記載項目の名称や用語の使い方、計算方法などが担当者ごとに異なると、情報の解釈にばらつきが生じる可能性があります。共通のフォーマットを使用することで、誰が記録しても同じ基準で情報を管理できます。
また、フォーマットを統一することで、データの確認や引き継ぎもスムーズです。社内で記録ルールを明確にし、担当者間で共有しておくことが、安定した運用につながります。
工事台帳で金額を記録する際は、税込み金額で管理するのか、税抜き金額で管理するのかをあらかじめ決めておく必要があります。
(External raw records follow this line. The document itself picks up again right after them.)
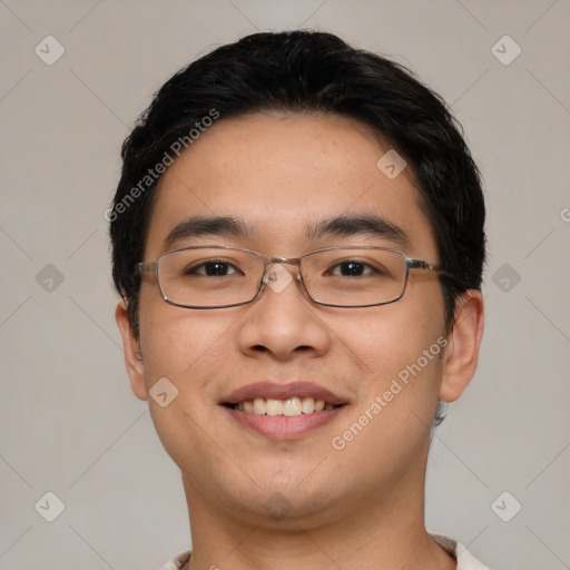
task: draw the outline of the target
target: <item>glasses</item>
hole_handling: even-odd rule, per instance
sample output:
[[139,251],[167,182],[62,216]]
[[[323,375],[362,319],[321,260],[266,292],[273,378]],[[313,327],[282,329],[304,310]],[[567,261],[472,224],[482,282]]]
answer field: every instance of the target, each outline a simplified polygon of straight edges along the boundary
[[445,274],[402,252],[373,246],[326,247],[295,258],[227,246],[191,246],[139,263],[137,272],[156,274],[163,298],[171,305],[225,308],[252,303],[266,284],[272,287],[271,281],[278,275],[267,269],[273,264],[298,265],[297,276],[291,279],[296,278],[314,303],[346,308],[399,301],[410,269]]

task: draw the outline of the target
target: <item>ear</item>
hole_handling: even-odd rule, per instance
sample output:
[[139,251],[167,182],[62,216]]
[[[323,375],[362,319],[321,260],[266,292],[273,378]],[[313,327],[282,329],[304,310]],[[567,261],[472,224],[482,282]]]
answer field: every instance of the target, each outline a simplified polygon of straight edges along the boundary
[[115,309],[115,320],[122,337],[122,351],[125,353],[125,366],[130,379],[130,387],[139,400],[148,400],[145,386],[145,366],[138,340],[132,334],[132,328],[127,315],[127,301],[122,298]]
[[470,289],[458,301],[455,320],[448,334],[440,399],[454,402],[473,377],[483,336],[483,296]]

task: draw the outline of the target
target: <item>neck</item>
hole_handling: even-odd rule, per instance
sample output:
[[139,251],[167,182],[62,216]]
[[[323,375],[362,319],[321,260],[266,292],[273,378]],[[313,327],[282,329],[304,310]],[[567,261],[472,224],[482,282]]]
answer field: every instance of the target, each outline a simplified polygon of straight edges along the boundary
[[184,483],[193,528],[189,570],[455,569],[425,530],[423,478],[353,502],[341,515],[327,511],[283,521],[244,520],[229,508],[219,512]]

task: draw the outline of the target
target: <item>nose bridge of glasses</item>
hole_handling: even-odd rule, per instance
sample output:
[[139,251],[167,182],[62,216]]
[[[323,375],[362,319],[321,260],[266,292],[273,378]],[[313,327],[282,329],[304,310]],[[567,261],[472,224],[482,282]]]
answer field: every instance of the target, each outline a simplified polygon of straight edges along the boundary
[[[269,282],[279,281],[283,285],[287,285],[293,279],[298,282],[303,281],[299,271],[292,275],[292,273],[284,267],[285,265],[296,265],[297,267],[301,267],[299,257],[265,257],[264,263],[265,271],[263,275],[263,283],[265,285],[269,284],[274,291],[276,291],[277,284],[274,283],[272,285]],[[282,267],[282,271],[279,271],[278,267]]]

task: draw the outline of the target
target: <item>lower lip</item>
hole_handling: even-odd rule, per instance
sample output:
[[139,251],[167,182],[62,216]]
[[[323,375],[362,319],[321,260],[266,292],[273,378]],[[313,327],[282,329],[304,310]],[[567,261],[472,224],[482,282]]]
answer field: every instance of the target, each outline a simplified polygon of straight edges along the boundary
[[225,409],[234,420],[262,435],[276,440],[294,440],[332,422],[343,407],[338,406],[333,410],[293,416],[254,414],[227,406]]

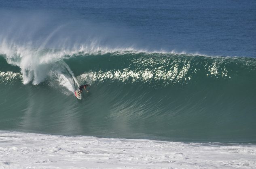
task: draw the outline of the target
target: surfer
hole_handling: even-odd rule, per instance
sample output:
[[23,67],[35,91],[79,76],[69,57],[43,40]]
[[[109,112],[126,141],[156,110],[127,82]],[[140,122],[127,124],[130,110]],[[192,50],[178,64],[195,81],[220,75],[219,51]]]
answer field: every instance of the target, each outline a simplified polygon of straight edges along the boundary
[[86,84],[82,85],[79,86],[79,87],[78,88],[78,89],[79,89],[79,91],[78,92],[78,94],[79,95],[80,93],[81,93],[82,92],[83,92],[82,89],[83,88],[84,88],[85,90],[85,91],[88,92],[89,91],[86,90],[86,88],[88,87],[88,86],[90,86],[89,85],[88,85],[87,84]]

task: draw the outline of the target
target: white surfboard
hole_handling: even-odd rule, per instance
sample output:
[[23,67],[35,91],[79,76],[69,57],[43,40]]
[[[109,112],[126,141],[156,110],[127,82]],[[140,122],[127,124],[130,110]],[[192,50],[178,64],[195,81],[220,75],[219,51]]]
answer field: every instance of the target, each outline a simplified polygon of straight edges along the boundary
[[82,96],[81,96],[81,93],[78,94],[78,91],[76,90],[75,91],[75,95],[77,99],[82,99]]

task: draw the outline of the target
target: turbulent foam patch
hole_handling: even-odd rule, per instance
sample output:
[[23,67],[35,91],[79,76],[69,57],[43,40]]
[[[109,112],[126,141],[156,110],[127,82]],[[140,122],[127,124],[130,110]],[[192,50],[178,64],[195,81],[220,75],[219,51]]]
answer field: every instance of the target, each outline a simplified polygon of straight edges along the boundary
[[252,144],[186,144],[4,131],[0,132],[0,168],[256,167],[256,148]]
[[0,72],[0,82],[6,83],[6,81],[10,82],[16,79],[21,79],[22,78],[22,76],[19,73],[7,71]]

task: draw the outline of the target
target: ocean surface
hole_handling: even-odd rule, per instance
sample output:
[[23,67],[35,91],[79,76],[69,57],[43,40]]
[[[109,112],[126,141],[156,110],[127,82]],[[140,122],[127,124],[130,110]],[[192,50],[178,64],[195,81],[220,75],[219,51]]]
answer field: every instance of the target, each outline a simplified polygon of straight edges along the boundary
[[0,130],[255,143],[255,9],[0,0]]

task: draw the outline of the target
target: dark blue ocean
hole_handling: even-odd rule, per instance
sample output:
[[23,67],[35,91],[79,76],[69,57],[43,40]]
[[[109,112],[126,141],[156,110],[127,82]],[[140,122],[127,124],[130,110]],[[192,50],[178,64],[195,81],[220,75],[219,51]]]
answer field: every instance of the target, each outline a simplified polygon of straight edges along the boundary
[[0,130],[255,142],[256,9],[0,0]]

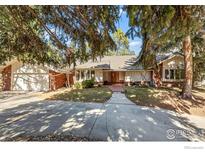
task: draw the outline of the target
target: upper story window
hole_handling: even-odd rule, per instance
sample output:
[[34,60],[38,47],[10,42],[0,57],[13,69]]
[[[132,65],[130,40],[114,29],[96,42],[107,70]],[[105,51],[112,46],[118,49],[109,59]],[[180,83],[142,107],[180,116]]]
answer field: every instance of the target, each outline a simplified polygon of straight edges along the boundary
[[165,69],[165,79],[166,80],[180,80],[184,79],[183,69]]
記録基準が統一されていない場合、原価や利益の計算にズレが生じる可能性があります。
例えば、材料費や外注費を税込みで記録している一方で、請負金額を税抜きで管理している場合、収支計算が正確に行えません。
見積書や請求書、会計処理などと同じ基準で管理することで、計算ミスや確認作業の手間を減らせます。
工事台帳には、契約金額や工事内容などの機密性の高い情報が含まれています。
そのため、情報の取り扱いには十分な注意が必要です。電子データで管理する場合は、アクセス権限の設定や定期的なバックアップを行い、不正アクセスやデータ消失のリスクに備えることが重要です。
また、紙媒体で台帳を保管している場合でも施錠できる場所で保管するなどの管理体制を整える必要があります。適切なセキュリティ対策を行うことで、情報漏えいやデータ紛失のリスクを抑えられます。
工事台帳は、工事ごとの原価や収支を把握するための資料であり、適切に管理しておくべき重要な帳簿です。施工体制台帳のように保存期間が明確に定められているわけではありませんが、実務上は一定期間の保管が求められます。
一般的には、施工体制台帳の保存期間に準じて、5年から10年程度を目安に保管することが推奨されています。工事に関する記録として後から確認が必要になる場面もあるため、短期間で廃棄せず、継続的に管理しておくことが重要です。
また、工事台帳は税務上の帳簿書類として扱われる場合があり、その場合は原則として7年間の保存が必要となるケースもあります。
工事台帳は、工事ごとの費用や進捗を記録する帳簿ですが、単なる記録にとどめず、経営管理の資料として活用することで大きな価値を発揮します。ここからは、工事台帳を経営に経営判断に生かす方法を紹介します。
それぞれを解説します。
工事台帳には、工事ごとの費用や売り上げに関する情報が集約されます。
これらのデータを分析することで、どの工事がどの程度の利益を生み出しているのかを把握できます。工事の種類や規模、工法などと利益率を比較することで、収益性の高い案件の特徴を分析することも可能です。
こうした分析を行うことで、今後どのような工事を積極的に受注すべきかといった経営判断に役立てられます。
工事台帳に蓄積された過去のデータは、新しい工事の見積もりを作成する際の重要な参考資料の1つです。
過去の工事で実際に発生した材料費や労務費、外注費などを確認することで、経験や感覚だけに頼らない現実的な原価予測ができます。
また、過去の予算と実績の差を分析することで、見積時に見落としやすい費用項目やコスト増加が起こりやすい工程を把握することも可能です。これにより、見積もり精度を高められます。
工事台帳の情報を品質管理の記録と合わせて確認すれば、品質確保にどの程度のコストがかかっているのかを把握できます。
材料の使用量や施工内容、検査結果などの情報を関連付けて記録することで、品質向上のために必要な費用や作業内容の分析が可能です。また、不具合が発生した場合の補修費用や対応内容を記録しておくことで、品質トラブルによるコスト増加の傾向を把握できます。
こうした分析は、今後の施工計画や品質管理の改善にも役立ちます。